McCoy R Thomas, Griffiths Thomas L
Department of Linguistics, Yale University, 370 Temple St, New Haven, CT, 06511, USA.
Wu Tsai Institute, Yale University, 100 College St, New Haven, CT, 06510, USA.
Nat Commun. 2025 May 20;16(1):4676. doi: 10.1038/s41467-025-59957-y.

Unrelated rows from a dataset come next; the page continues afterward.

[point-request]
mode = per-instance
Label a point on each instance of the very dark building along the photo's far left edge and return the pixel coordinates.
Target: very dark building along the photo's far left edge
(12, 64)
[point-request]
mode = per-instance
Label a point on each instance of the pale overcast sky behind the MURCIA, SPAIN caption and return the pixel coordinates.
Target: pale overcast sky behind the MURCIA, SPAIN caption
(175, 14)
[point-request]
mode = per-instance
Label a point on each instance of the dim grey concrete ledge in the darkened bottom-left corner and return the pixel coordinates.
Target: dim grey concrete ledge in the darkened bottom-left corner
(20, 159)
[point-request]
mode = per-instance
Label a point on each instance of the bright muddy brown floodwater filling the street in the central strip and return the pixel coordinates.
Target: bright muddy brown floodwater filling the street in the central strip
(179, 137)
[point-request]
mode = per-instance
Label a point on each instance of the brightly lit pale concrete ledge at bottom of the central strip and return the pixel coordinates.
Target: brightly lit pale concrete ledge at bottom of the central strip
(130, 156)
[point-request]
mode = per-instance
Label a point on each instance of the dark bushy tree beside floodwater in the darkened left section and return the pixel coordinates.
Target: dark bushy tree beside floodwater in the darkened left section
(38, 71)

Humans can learn languages from remarkably little experience. Developing computational models that explain this ability has been a major challenge in cognitive science. Existing approaches have been successful at explaining how humans generalize rapidly in controlled settings but are usually too restrictive to tractably handle naturalistic data. We show that learning from limited naturalistic data is possible with an approach that bridges the divide between two popular modeling traditions: Bayesian models and neural networks. This approach distills a Bayesian model's inductive biases-the factors that guide generalization-into a neural network that has flexible representations. Like a Bayesian model, the resulting system can learn formal linguistic patterns from limited data. Like a neural network, it can also learn aspects of English syntax from naturally-occurring sentences. Thus, this model provides a single system that can learn rapidly and can handle naturalistic data.
人类仅需极少的经验就能学习语言。开发能够解释这种能力的计算模型一直是认知科学中的一项重大挑战。现有方法在解释人类如何在受控环境中快速泛化方面取得了成功,但通常限制过多,难以处理自然主义数据。我们表明,通过一种弥合两种流行建模传统(贝叶斯模型和神经网络)之间差距的方法,可以从有限的自然主义数据中进行学习。这种方法将贝叶斯模型的归纳偏差(即指导泛化的因素)提炼成具有灵活表示的神经网络。与贝叶斯模型一样,由此产生的系统可以从有限的数据中学习形式语言模式。与神经网络一样,它还可以从自然出现的句子中学习英语句法的各个方面。因此,该模型提供了一个能够快速学习并处理自然主义数据的单一系统。